Korte introductie voordat ik in STARR structuur deze post schrijf.
Ik ben heel erg aan het voorbereiden, wellicht te ver en te diep. Dit ligt in mijn karakter dat ik soms helemaal uit de bocht vlieg en de praktijk uit het oog verlies.
Dit stukje is de eerste van vele die gaan volgen om mij meer structuur in mijn hoofd en uitvoering te geven. Zie het als een lesvoorbereiding formulier.
Ik experimenteer met verwachte uitkomsten om mijn professionele indentiteit vorm te geven. Ben heel erg benieuwd of dit een werkbare vorm is voor mij.

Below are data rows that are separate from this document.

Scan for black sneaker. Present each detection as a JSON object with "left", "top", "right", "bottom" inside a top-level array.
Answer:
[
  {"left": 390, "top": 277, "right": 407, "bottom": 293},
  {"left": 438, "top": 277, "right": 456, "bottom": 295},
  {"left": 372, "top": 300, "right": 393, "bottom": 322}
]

Situatie — Vandaag hoorde ik dat ik komende week het vak Elektrotechniek (ELT3) volledig alleen ga doceren. Het is de laatste module voor deze groep, met zwaartepunten als transformatoren en driefasetechniek. De collega met wie ik dit samen zou doen is onverwachts verhinderd; de verantwoordelijkheid ligt nu bij mij. Eerlijk is eerlijk: elektrotechniek was ooit mijn lastigste vak en ik heb er de afgelopen dertig jaar weinig mee gedaan. De tijd is kort, de stof is veel. ChatGPT helpt met snelle uitleg, maar is niet genoeg om mijn rol als docent echt te dragen.
Taak — In korte tijd lessen maken die de abstracte kern begrijpelijk maken én de motivatie hoog houden. Theorie koppelen aan tastbare voorbeelden, oefenen in een context die aansluit bij MBO-studenten, en visueel werken waar kan. De reader/TechniekStad wordt mijn ruggengraat: ik herlees, destilleer kernbegrippen en stappen, en vertaal die naar concrete leerdoelen en een logische leslijn. Doel: een stevige basis, helder verhaal, precies genoeg diepgang om te begrijpen en toe te passen.
Actie — Reader-gedreven voorbereiden en per les dezelfde didactische kapstok gebruiken: 1) voorkennis activeren (korte check), 2) kernuitleg met eenvoudige schema’s/zwart-wit lijntekeningen, 3) korte demonstratie of simulatie om het abstracte concreet te maken, 4) geleide oefening met één à twee praktijkopgaven, 5) formatieve check (miniquiz of exit-ticket). Focus op de essentie: bij trafo’s functie, wikkelverhouding en verliezen; bij driefase basisidee, fase-/lijnspanning en ster/driehoek op instapniveau. AI gebruik ik alleen als turbo voor herformuleren en voorbeeldopgaven; de inhoud volgt de reader. Concreet lever ik per onderwerp een beknopt lesplan + werkblad + miniquiz—genoeg om morgen voor de klas te staan zonder studenten te verliezen.
Resultaat — Eerlijk gezegd weet ik pas halverwege de eerste les écht waar we staan. Wat er uit ELT1/ELT2 is blijven hangen en wat er vlak vóór de zomer is gedaan… ik gok, maar ik wéét het niet. Daarom begin ik met een korte diagnostische check (±15 min): een paar scherpe voorkennisvragen en één simpele opgave. Dan kies ik in het moment: Route A (theorie-boost): "durf ik een praktijkopdracht te schrappen om wikkelverhouding/verliezen en ster/driehoek weer recht te trekken?" of Route B (praktijk-gedreven), waarbij ik de praktijk laat doorlopen en de theorie tijdens het doen terugkoppel. Misschien laat ik groepjes zelf kiezen (zekerheid vs. verdieping), maar ik twijfel of dat de klas niet onrustig maakt. Succes meet ik klein maar concreet: kunnen ze de redenering rond wikkelverhouding of ster/driehoek hardop kloppend maken, gebruiken ze de juiste eenheden/benamingen, en halen ze de twee exit-questions die in de taal van de toets staan? Als dat lukt, zit ik, denk ik, op de goede weg.
Reflectie — Ik ken de toets en de eisen, maar ik ken (nog) niet het startniveau van deze groep; dat schuurt. Mijn ervaring zegt dat mijn grootste leerpunt bijna altijd de schuifregel is tussen wendbaar en strak. Ga ik te onbevangen, dan moet mijn flexibiliteit omhoog om gaten te dichten zonder de lijn te verliezen. Zet ik het te strak neer, dan moet mijn flexibiliteit juist omlaag om de ruggengraat en de toetsgerichtheid te bewaken. Wat is hier verstandig? Ik plan na elke les een korte after-action reflectie (wat werkte, wat niet, wat morgen anders) en noteer foutenpatronen uit de mini-checks. Met die lijst stuur ik bij—hopelijk net genoeg—zodat de balans tussen structuur en wendbaarheid per les beter wordt en we, ondanks mijn lichte aarzeling, doelgericht naar de toets toewerken.